It would indeed be churlish of me to post three days’ worth of russenzopf travails, only to bail on an actual recipe. A real recipe is coming, dear friends, just as soon as I finish all the weight/volume conversions. If you have not already disappeared in disgust, please bear with me. Your patience will be rewarded, and soon.
In the meantime, I have a little puzzle, the solving of which will require some assistance. A few days ago, I decided to unwind from the rich tapestry that is LuthorCorp by watching selections from my library of Rick Sebak documentaries. Midway through Things That Aren’t There Anymore, Mr. Sebak and his fellow Pittsburghers sing the praises of the much-missed Isaly’s Dairies. I have never been able to watch this scene without feeling a keen, cut-glass-edged longing to crack the code on time travel, so that I could eat lunch at Isaly’s every day, and maybe have a Skyscraper cone or a Klondike bar on Fridays. (Those things in grocery stores that now bear the Klondike label are owned by Good Humor/Unilever, and are a pale, poor shadow of the real thing.) As I found myself becoming more and more wistful, I listened to one of the Isaly descendents talk about her favorite flavor of ice cream, Maricopa, a vanilla ice cream “with the most delicious butterscotch.” If I’d had a cowlick on my head, it would have sprung straight up, with an accompanying sproingy noise.
Now, I love butterscotch, and have since I was three years old, but I met my match in butterscotch love the day I met Lloyd.
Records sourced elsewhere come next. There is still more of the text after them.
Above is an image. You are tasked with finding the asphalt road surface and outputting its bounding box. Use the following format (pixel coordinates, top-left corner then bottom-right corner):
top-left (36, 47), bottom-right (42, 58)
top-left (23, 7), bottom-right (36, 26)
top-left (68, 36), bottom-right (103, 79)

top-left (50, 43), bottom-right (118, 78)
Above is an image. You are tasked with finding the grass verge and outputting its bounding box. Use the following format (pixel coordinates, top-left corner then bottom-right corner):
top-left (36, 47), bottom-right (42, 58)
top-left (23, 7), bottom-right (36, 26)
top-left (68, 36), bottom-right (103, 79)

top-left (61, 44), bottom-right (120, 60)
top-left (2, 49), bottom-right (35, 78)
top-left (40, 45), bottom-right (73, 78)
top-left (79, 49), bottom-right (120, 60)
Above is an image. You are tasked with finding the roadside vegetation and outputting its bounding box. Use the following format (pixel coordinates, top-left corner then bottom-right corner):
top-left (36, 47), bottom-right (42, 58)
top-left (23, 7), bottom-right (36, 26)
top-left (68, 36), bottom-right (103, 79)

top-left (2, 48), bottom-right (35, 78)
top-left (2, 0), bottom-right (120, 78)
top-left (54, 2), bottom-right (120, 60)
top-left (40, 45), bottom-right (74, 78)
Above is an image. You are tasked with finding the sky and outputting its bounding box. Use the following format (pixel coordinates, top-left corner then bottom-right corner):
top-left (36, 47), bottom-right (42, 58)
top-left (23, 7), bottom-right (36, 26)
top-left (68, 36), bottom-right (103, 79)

He spent years looking for a commercially-available butterscotch sauce that didn’t taste like chemicals and corn syrup (some were better than others, but none was just right—luckily, the homemade version is not at all hard to make), and I do believe that if he could only have one dessert in life, he would turn his back on any chocolate, any cherry pie, any tiramisu or napoleon, for a really good bowl of butterscotch pudding. The first time we watched Things That Aren’t There Anymore, Lloyd’s eyes lit up at that phrase, “most delicious butterscotch.” “I’ll bet THAT was something,” he said dreamily.
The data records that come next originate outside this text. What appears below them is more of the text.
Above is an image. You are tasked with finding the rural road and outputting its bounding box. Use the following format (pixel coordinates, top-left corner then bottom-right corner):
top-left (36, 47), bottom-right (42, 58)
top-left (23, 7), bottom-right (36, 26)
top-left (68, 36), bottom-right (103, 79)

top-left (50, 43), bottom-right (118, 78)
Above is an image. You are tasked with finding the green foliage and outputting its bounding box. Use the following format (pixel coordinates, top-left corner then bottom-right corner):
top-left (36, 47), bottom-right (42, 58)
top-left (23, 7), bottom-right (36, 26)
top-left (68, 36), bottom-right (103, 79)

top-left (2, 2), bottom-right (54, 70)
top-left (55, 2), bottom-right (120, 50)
Although the Isaly’s name has been licensed and there are selected flavors of Isaly’s ice creams available in certain markets, Maricopa is not among them. If I want Maricopa ice cream, I’ll just have to make it myself. You can imagine how burdensome I find the prospect.
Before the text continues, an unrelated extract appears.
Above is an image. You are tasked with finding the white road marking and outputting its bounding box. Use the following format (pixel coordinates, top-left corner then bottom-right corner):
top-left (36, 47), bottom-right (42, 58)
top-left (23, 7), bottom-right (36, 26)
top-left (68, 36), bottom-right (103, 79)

Before I get started on this excellent adventure, though, I’ll need some information from those lucky souls who actually got their Maricopa from their own neighborhood Isaly’s. I understand that the butterscotch was in chunks, rather than in ribbons of sauce, but was the butterscotch chewy, like a caramel, or crunchy, like a hard candy? Was the ice cream a custardy vanilla, like French vanilla, or was it plainer and creamier, like a Philadelphia-style ice cream? Any information you can give me will be greatly appreciated, to say nothing of rewarded with a recipe, which, really, will be posted a damn sight faster than that of the russenzopf.